Burdened | For The Wages of Sin is Death (Part I)
Tuesday, April 21st, 2009It is my experience that the quicker I can internally reconcile a situation I am going through, or, the quicker I can be honest with myself in processing the situation, the earlier Christ is freed to affect me, guiding and molding me to more resemble his image. Lately, I have been feeling the brokenness of the world. This started a couple months back in a process that I suspect God was using to help me better understand his grace. It was a difficult period in which I felt the weight of the consequence of my own brokenness in everything I did. The smallest slip of the tongue to another brother or sister would leave me feeling miserable for hours. It was a place I’ve never been before, a place that led to better understanding God’s love through experiencing (and then understanding) the reality and despair of an existence absent his grace.
I feel like that weight has morphed over the past several weeks. Lately I have been weighed down by the brokenness of the world around me. Let me now say, I know that I have hope in Christ. I know that it is through the cross that this entire world finds hope. But I also feel distant from God right now. I don’t feel that hope, I feel the weight of sin absent that hope. I feel the burden of broken relationships all around me.
This burden is worsened by not acknowledging it, by ignoring the spiritual pain of others. While some of what I’m talking about is rooted in the poverty of the world, it isn’t the driving force of this burden. This isn’t me reflecting on my own empathy for the poor. This is me reflecting on the selfish and prideful ways in which I experience my own relationships. This is me responding to the brokenness in each and every relationship on this earth. No one is exempt; poor and rich; American or African, marriages, brothers, sisters, teachers, students, pastors, businessmen, government, family, friends.

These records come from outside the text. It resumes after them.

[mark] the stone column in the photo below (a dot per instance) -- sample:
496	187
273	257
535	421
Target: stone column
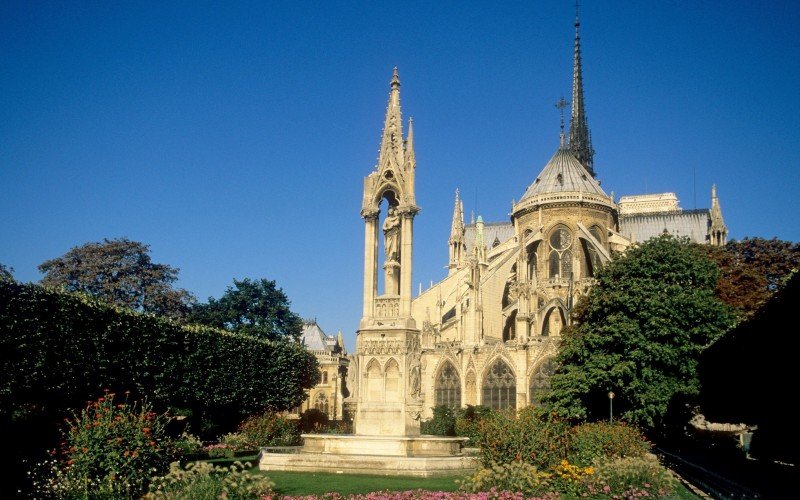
407	228
370	263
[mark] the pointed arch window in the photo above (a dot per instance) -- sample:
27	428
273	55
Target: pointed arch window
321	403
553	322
540	380
593	262
531	260
510	329
448	387
560	257
500	387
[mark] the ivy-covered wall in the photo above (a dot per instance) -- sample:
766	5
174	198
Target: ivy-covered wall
58	350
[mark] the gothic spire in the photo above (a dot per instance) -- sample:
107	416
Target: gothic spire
391	153
457	227
580	141
457	245
411	157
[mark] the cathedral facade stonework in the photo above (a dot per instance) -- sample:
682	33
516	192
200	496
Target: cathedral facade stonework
487	334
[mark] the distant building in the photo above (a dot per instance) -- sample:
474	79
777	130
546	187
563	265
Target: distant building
330	352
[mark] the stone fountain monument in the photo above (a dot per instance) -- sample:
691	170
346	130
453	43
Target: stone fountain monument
386	372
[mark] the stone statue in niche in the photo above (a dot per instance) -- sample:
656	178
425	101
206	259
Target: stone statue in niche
391	232
351	383
415	375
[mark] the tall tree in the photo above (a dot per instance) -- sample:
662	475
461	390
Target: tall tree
252	307
6	272
752	270
639	333
121	272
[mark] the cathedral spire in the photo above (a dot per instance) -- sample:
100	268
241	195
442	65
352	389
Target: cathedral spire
580	141
391	152
411	157
718	232
457	245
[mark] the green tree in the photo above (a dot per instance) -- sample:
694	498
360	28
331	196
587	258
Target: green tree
120	272
251	307
6	272
752	270
639	333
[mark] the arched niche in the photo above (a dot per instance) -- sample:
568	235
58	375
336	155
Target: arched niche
447	387
499	389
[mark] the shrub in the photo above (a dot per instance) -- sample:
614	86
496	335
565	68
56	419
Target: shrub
237	441
269	429
204	481
571	479
443	422
630	477
517	477
468	420
110	450
187	445
591	441
535	436
55	345
219	450
313	420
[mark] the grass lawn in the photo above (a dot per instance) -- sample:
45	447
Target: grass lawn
318	483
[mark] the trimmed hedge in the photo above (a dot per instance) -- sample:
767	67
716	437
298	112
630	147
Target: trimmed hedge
58	350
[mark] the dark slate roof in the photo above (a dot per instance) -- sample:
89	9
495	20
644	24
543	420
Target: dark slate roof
314	338
563	174
642	227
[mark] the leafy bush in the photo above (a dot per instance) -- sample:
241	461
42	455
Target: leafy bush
630	477
237	441
313	420
468	420
109	450
204	481
187	445
219	450
443	422
270	429
571	479
591	441
57	349
515	476
534	435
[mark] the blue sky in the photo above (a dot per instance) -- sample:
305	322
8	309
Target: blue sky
233	137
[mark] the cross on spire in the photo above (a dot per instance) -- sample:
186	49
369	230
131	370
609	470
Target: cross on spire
580	140
561	104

Examine the relationships with those you care about most, those you see the most, with those you love or those you don’t even really like. Everyone of those relationships are affected by the brokenness of sin.
But here lies the hope, it is in these broken relationships that Christ shines most brightly to me. Even now, as I go through this difficult season, it was in an e-mail I received from a friend this morning that detailed God’s healing presence within his broken relationships that I experienced the most joy I’ve had all week. What a blessing.
My prayer in writing this is that it would help me work through this process. But I hope that we would all repent before the cross. None of us is free of blame for the collective brokenness of the world. Sin gives birth to more sin, and and the consequence is a perpetuating life-suffocating cycle for which we each hold responsibility.
May each of us humble ourselves to that reality and thank God for rescuing us, even while we continue to fall short of his perfection.
May you who are doing this, who are falling before the cross and desperately seeking Christ in your relationships, may each of you find joy in your obedience and strength in Him through your weakness. For you who have relationships that you have tried to carry out independent of God, it is my prayer that your eyes would be opened to the death that this inaction is causing throughout the world. Be honest with yourself first, then be honest with God. Only then can his mercy and grace take hold in your relationships.
“For while we were still weak, at the right time Christ died for the ungodly. For one will scarcely die for a righteous person–though perhaps for a good person one would dare even to die–but God shows his love for us in that while we were still sinners, Christ died for us. Since, therefore, we have now been justified by his blood, much more shall we be saved by him from the wrath of God.” (Romans 5:6-9)
May I realize this. May we all realize this. May we live that realization in all of our relationships (both with God and each other).